Un albero, grande, ricco di fiori e frutti, illuminato dal sole splendente è bello a vedersi e da gioia…ma ha un difetto….fa ombra!Quest’immagine è simile ad un uomo, ad ogni uomo che viene nel mondo.Illuminato da Cristo, vera luce e Vita è grande, bello e fecondo di opere buone ma conserva però le sue fragilità….

Luce e ombra

Il tempo stringe e corre: “la carità copre una moltitudine di peccati” (1Pt 4,8)

Certe volte quando ci guardiamo ci rendiamo conto che per molto tempo abbiamo vivacchiato più che vivere, per lunghe stagioni siamo stati più furbi che onesti, per diversi anni abbiamo tirato a campare più ancora che prendere sul serio la vita. Ci assale così la domanda: come faremo a emendare il passato? Come possiamo riscattarci da tutto ciò che è stato? Specie poi quando si è adulti e magari si è oltrepassata anche la soglia degli anni fiorenti della gioventù, questa domanda diventa pressante. Gesù nel Vangelo di oggi racconta una storia particolare. È la storia di un amministratore disonesto che sta per essere scoperto dal padrone e sa bene che fine farà. Così invece di perdere tempo a imparare bugie da raccontare trova un modo per sopravvivere alla sciagura: conquista amici abbonando debiti a destra e a manca ai creditori del padrone. È misericordioso per necessità dovremmo dire, anzi per scaltrezza. Non è certo di buon esempio ma è per dire che l’unico modo per cadere in piedi dopo che si è fatto danni è cercare di amare quanto più possibile, perché “la carità copre una moltitudine di peccati” (1Pt 4,8). Invece di perdere tempo a piangerci addosso dovremmo passare il resto del tempo che ci resta ad amare. “Il padrone lodò quell'amministratore disonesto, perché aveva agito con scaltrezza. I figli di questo mondo, infatti, verso i loro pari sono più scaltri dei figli della luce”. ‪#‎dalvangelodioggi‬

Le regole servono a ricordarci che siamo umani (Tracce di Parola di Dio del 3.11.2017)

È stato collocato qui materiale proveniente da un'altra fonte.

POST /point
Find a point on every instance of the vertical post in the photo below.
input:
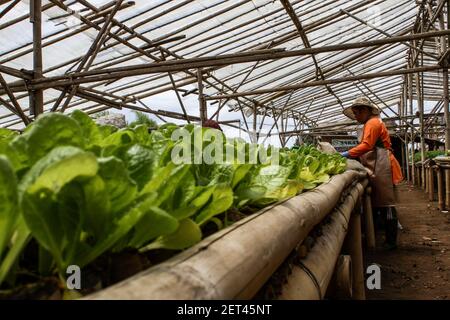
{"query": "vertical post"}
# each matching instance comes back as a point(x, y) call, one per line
point(419, 92)
point(413, 171)
point(354, 248)
point(431, 183)
point(368, 218)
point(447, 187)
point(255, 119)
point(446, 111)
point(201, 98)
point(36, 96)
point(440, 188)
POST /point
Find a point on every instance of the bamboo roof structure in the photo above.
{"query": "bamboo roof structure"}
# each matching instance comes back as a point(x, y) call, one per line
point(289, 60)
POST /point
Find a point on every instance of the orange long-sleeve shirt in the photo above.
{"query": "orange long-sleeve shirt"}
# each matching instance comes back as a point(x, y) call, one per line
point(375, 130)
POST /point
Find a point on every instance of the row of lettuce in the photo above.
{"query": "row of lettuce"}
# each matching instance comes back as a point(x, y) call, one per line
point(82, 190)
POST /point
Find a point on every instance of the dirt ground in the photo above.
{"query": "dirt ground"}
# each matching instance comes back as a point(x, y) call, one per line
point(420, 267)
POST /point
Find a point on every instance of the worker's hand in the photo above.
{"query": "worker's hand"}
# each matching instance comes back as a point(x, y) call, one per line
point(345, 154)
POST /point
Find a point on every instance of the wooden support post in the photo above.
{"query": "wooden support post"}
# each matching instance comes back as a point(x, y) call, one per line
point(431, 183)
point(354, 247)
point(201, 98)
point(447, 187)
point(368, 218)
point(439, 174)
point(446, 111)
point(37, 96)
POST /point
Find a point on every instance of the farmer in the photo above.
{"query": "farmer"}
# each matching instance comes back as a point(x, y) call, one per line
point(375, 153)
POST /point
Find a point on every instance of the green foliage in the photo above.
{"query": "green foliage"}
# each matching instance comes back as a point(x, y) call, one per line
point(82, 190)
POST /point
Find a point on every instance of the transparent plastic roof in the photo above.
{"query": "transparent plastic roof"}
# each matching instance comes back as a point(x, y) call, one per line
point(180, 29)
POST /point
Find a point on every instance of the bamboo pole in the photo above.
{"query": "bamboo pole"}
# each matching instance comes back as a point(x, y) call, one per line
point(353, 245)
point(431, 183)
point(446, 109)
point(201, 98)
point(441, 201)
point(368, 219)
point(8, 8)
point(88, 59)
point(13, 100)
point(330, 81)
point(447, 186)
point(37, 95)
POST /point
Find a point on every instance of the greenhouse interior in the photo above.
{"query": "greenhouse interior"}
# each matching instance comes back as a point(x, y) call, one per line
point(224, 150)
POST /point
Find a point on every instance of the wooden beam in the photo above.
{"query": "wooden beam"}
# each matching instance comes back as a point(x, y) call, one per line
point(330, 81)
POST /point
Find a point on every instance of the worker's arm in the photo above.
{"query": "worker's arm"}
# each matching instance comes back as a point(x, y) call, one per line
point(372, 131)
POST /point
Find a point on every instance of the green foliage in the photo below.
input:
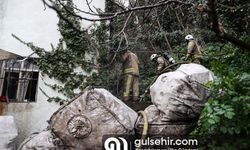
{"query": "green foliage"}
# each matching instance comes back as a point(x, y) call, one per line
point(227, 112)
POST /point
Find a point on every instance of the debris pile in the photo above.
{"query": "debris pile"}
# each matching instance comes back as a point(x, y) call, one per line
point(178, 98)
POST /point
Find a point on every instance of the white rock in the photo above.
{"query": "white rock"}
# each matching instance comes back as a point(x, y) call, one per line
point(8, 132)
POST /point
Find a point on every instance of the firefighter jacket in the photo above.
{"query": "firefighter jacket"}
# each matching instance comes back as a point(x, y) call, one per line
point(193, 50)
point(130, 63)
point(162, 63)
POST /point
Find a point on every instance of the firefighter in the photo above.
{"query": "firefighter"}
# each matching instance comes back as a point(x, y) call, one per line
point(193, 50)
point(162, 61)
point(131, 75)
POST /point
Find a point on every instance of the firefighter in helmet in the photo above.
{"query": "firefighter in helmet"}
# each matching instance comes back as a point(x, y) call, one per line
point(193, 50)
point(130, 64)
point(162, 61)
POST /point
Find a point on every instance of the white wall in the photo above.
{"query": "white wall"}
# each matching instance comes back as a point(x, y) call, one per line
point(32, 117)
point(28, 20)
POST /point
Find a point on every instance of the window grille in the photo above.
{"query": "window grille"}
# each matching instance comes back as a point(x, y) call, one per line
point(18, 80)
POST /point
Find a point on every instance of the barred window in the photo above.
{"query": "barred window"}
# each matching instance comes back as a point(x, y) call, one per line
point(18, 80)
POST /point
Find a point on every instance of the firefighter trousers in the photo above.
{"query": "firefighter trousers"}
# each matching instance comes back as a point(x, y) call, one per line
point(131, 82)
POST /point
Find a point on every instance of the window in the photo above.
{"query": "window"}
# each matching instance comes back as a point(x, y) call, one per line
point(18, 80)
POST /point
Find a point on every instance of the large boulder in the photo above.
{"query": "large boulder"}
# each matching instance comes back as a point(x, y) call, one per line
point(8, 132)
point(82, 123)
point(181, 95)
point(178, 98)
point(44, 140)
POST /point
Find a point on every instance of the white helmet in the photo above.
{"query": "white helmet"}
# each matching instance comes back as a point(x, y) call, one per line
point(189, 37)
point(153, 56)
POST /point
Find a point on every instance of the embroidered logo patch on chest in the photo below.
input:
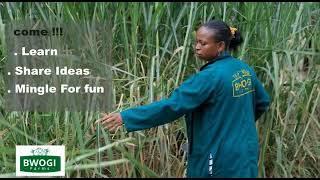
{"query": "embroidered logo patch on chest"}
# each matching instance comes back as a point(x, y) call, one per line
point(242, 83)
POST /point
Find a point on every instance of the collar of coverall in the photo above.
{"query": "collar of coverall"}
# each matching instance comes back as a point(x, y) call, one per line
point(223, 55)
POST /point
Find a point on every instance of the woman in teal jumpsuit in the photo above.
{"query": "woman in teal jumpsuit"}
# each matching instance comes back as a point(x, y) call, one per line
point(221, 104)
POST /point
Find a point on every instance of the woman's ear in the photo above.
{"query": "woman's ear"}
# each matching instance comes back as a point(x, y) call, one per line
point(221, 46)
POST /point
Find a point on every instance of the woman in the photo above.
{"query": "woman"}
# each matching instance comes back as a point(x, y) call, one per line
point(221, 104)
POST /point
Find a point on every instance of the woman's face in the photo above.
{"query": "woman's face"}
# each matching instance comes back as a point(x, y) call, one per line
point(207, 48)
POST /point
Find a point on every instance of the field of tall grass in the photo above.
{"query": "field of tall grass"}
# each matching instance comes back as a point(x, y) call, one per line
point(152, 53)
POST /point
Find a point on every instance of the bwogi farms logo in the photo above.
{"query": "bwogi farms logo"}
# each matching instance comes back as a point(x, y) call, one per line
point(40, 160)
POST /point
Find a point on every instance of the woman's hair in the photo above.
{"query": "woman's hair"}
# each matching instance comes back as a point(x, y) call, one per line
point(222, 32)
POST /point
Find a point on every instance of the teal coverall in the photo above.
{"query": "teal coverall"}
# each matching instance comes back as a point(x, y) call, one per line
point(221, 104)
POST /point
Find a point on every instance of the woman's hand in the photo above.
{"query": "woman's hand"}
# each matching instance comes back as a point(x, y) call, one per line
point(111, 121)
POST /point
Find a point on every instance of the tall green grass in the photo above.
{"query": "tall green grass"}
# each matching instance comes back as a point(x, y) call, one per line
point(152, 54)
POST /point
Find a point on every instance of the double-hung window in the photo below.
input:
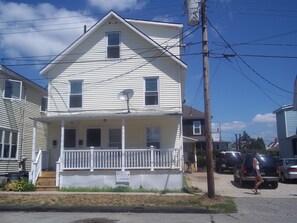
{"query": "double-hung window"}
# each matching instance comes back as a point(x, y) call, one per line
point(115, 138)
point(94, 137)
point(151, 91)
point(75, 95)
point(69, 138)
point(196, 128)
point(113, 45)
point(8, 144)
point(13, 89)
point(153, 137)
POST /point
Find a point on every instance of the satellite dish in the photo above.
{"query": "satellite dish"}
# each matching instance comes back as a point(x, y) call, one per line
point(126, 95)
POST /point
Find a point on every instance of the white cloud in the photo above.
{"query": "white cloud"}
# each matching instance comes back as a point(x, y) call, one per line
point(41, 29)
point(164, 18)
point(235, 125)
point(267, 119)
point(107, 5)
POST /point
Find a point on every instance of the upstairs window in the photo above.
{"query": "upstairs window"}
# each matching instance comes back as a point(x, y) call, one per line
point(151, 91)
point(13, 89)
point(8, 144)
point(69, 138)
point(113, 45)
point(196, 128)
point(75, 96)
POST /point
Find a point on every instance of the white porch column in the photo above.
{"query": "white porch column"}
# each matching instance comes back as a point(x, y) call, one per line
point(34, 142)
point(62, 145)
point(33, 156)
point(181, 147)
point(123, 144)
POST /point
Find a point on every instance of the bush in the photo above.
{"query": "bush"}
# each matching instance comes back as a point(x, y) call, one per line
point(19, 185)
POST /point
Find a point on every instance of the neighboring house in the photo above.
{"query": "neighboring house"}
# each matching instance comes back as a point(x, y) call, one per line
point(20, 100)
point(114, 110)
point(286, 123)
point(194, 134)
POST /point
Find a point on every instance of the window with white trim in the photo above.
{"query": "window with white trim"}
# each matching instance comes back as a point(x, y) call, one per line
point(75, 95)
point(8, 144)
point(153, 137)
point(69, 138)
point(93, 137)
point(151, 91)
point(196, 127)
point(115, 138)
point(13, 89)
point(113, 45)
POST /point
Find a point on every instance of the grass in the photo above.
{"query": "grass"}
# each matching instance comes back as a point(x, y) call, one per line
point(121, 196)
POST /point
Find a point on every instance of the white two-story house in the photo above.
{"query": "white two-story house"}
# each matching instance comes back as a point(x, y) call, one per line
point(20, 99)
point(114, 110)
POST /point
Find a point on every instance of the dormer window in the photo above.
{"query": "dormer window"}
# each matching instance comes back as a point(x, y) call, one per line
point(12, 89)
point(113, 45)
point(196, 128)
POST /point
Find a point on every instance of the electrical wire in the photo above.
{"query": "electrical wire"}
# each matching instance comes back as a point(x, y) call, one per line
point(249, 66)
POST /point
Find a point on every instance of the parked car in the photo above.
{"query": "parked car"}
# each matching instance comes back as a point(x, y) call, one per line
point(226, 160)
point(287, 169)
point(243, 172)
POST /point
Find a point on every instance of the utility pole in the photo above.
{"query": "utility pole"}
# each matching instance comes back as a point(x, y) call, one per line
point(208, 136)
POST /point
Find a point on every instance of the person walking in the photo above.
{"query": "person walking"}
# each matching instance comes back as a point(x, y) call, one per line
point(257, 174)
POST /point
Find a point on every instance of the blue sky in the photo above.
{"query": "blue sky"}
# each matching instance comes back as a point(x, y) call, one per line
point(253, 50)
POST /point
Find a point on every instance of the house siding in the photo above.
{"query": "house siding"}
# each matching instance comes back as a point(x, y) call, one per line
point(135, 132)
point(291, 120)
point(14, 116)
point(98, 77)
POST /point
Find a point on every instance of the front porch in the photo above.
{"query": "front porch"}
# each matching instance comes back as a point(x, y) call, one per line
point(151, 168)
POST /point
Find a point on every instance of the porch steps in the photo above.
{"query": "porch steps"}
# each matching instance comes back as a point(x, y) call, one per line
point(46, 182)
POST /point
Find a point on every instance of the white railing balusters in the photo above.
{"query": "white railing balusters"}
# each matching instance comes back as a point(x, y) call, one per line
point(94, 159)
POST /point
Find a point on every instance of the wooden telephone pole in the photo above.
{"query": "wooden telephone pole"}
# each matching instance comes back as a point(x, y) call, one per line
point(208, 136)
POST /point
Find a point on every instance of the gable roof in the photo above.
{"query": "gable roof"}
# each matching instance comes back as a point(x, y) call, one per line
point(192, 113)
point(13, 74)
point(97, 26)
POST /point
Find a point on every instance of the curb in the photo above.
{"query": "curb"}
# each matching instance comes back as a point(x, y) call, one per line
point(112, 209)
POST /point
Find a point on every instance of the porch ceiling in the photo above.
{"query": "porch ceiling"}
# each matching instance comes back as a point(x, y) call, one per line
point(96, 116)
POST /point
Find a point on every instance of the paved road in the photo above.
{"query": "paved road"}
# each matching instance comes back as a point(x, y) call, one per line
point(225, 185)
point(272, 205)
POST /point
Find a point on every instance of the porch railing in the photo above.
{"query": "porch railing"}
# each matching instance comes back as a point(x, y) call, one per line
point(94, 159)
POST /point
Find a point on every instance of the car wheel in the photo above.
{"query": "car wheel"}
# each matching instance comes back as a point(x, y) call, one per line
point(283, 179)
point(274, 185)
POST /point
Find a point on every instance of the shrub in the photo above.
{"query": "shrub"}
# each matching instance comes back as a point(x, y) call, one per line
point(19, 185)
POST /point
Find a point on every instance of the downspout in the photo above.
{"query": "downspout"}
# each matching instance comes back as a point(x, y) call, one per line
point(24, 125)
point(123, 144)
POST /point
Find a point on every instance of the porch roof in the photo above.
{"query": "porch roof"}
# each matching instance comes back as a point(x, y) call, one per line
point(96, 116)
point(194, 139)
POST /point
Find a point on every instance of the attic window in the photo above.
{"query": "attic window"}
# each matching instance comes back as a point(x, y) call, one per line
point(12, 89)
point(113, 45)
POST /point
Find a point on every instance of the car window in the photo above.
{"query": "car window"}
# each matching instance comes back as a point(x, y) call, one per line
point(291, 162)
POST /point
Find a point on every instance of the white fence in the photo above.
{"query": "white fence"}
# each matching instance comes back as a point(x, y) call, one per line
point(92, 159)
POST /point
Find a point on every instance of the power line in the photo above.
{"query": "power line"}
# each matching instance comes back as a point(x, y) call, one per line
point(250, 67)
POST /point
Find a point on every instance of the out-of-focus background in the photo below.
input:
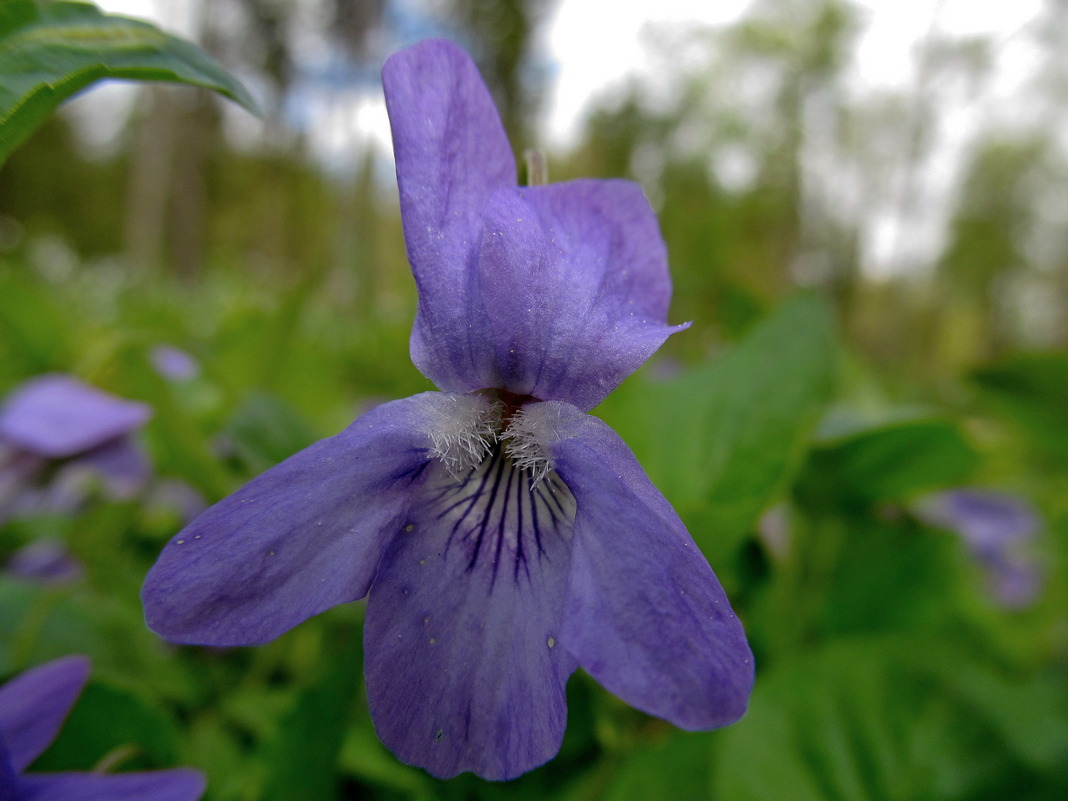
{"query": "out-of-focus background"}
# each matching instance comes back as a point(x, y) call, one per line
point(866, 427)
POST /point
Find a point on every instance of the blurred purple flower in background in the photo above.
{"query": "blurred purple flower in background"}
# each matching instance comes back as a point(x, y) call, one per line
point(46, 562)
point(59, 438)
point(33, 706)
point(995, 528)
point(174, 363)
point(503, 536)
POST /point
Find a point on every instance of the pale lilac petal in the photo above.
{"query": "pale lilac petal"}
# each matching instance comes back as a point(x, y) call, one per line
point(34, 704)
point(451, 153)
point(181, 784)
point(575, 281)
point(58, 417)
point(464, 669)
point(645, 615)
point(304, 536)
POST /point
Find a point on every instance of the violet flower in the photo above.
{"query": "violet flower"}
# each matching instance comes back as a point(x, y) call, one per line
point(995, 528)
point(33, 706)
point(58, 436)
point(503, 536)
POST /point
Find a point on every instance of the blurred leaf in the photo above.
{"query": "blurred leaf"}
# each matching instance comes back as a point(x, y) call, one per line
point(893, 461)
point(879, 560)
point(264, 430)
point(722, 440)
point(879, 720)
point(108, 720)
point(49, 51)
point(676, 768)
point(1032, 391)
point(304, 754)
point(40, 623)
point(35, 331)
point(364, 757)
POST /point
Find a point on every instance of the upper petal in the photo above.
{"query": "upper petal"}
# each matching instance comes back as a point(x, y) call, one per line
point(181, 784)
point(451, 154)
point(575, 281)
point(34, 704)
point(462, 663)
point(58, 415)
point(303, 536)
point(645, 615)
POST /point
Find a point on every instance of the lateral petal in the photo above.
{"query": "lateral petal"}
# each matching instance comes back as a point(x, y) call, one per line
point(303, 536)
point(645, 615)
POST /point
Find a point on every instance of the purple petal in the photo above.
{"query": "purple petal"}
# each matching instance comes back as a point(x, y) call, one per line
point(451, 153)
point(58, 415)
point(575, 280)
point(645, 615)
point(181, 784)
point(34, 704)
point(987, 520)
point(9, 781)
point(304, 536)
point(46, 561)
point(122, 465)
point(464, 668)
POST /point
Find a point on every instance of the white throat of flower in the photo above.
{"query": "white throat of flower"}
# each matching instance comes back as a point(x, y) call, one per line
point(471, 425)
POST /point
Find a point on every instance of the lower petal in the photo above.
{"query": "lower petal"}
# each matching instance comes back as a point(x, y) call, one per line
point(305, 535)
point(645, 615)
point(464, 668)
point(181, 784)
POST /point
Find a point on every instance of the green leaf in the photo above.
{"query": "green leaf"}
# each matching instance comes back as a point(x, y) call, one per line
point(1032, 391)
point(112, 723)
point(264, 430)
point(722, 440)
point(50, 51)
point(894, 461)
point(303, 756)
point(885, 719)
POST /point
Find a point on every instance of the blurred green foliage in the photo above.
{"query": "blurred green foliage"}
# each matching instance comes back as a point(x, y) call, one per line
point(794, 427)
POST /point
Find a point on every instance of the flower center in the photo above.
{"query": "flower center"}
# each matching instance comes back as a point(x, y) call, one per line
point(473, 425)
point(501, 515)
point(498, 497)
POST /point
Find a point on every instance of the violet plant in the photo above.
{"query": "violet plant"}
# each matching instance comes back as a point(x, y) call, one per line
point(33, 707)
point(60, 439)
point(502, 535)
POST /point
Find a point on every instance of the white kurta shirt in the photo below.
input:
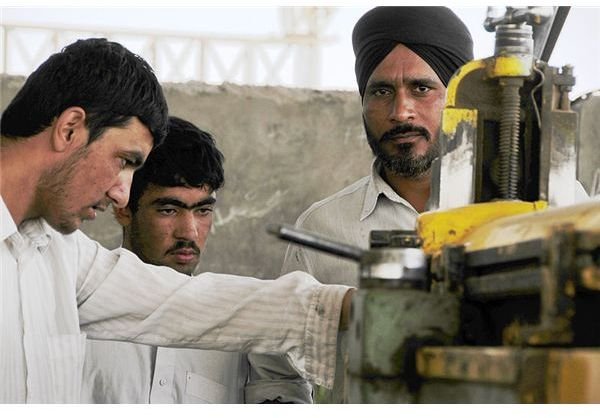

“Un sabato si recò a casa di uno dei capi dei farisei per pranzare ed essi stavano a osservarlo. Ed ecco, davanti a lui vi era un uomo malato di idropisìa. Rivolgendosi ai dottori della Legge e ai farisei, Gesù disse: "È lecito o no guarire di sabato?"”. Il paradosso è grande. La regola dice che di sabato non bisogna fare nulla, ma è lecito comunque pranzare. È un po’ come dire che quel pranzo vale più della sofferenza di quell’uomo. A questi paradossi vanno a finire i nostri attaccamenti malati alle regole. Le regole ci piacciono perché quando le seguiamo ci fanno sentire bravi e giusti, quasi mai però ci accorgiamo che le regole le plasmiamo a nostra immagine, abbastanza capienti da contenere il nostro ventre e abbastanza strette da farci entrare la sofferenza degli altri. Credere significa non rinunciare alle regole, al sabato; credere significa comprendere che le regole servono a proteggere un bene e non a smarrirlo. Dio dà la regola del “sabato” affinché l’uomo si ricordi di essere umano e non un “asino da lavoro”, ed è paradossale che in nome di una regola che serve a ricordarci che siamo umani, noi siamo così disumani da non renderci conto del dolore di qualcuno. Gesù lo sa dire meglio: “"Chi di voi, se un figlio o un bue gli cade nel pozzo, non lo tirerà fuori subito in giorno di sabato?". E non potevano rispondere nulla a queste parole”. Il silenzio qui però non è assenso, purtroppo. ‪#‎dalvangelodioggi‬

L'amore vero è gratis e non lo si merita (Tracce di Parola di Dio del 30.10.2017)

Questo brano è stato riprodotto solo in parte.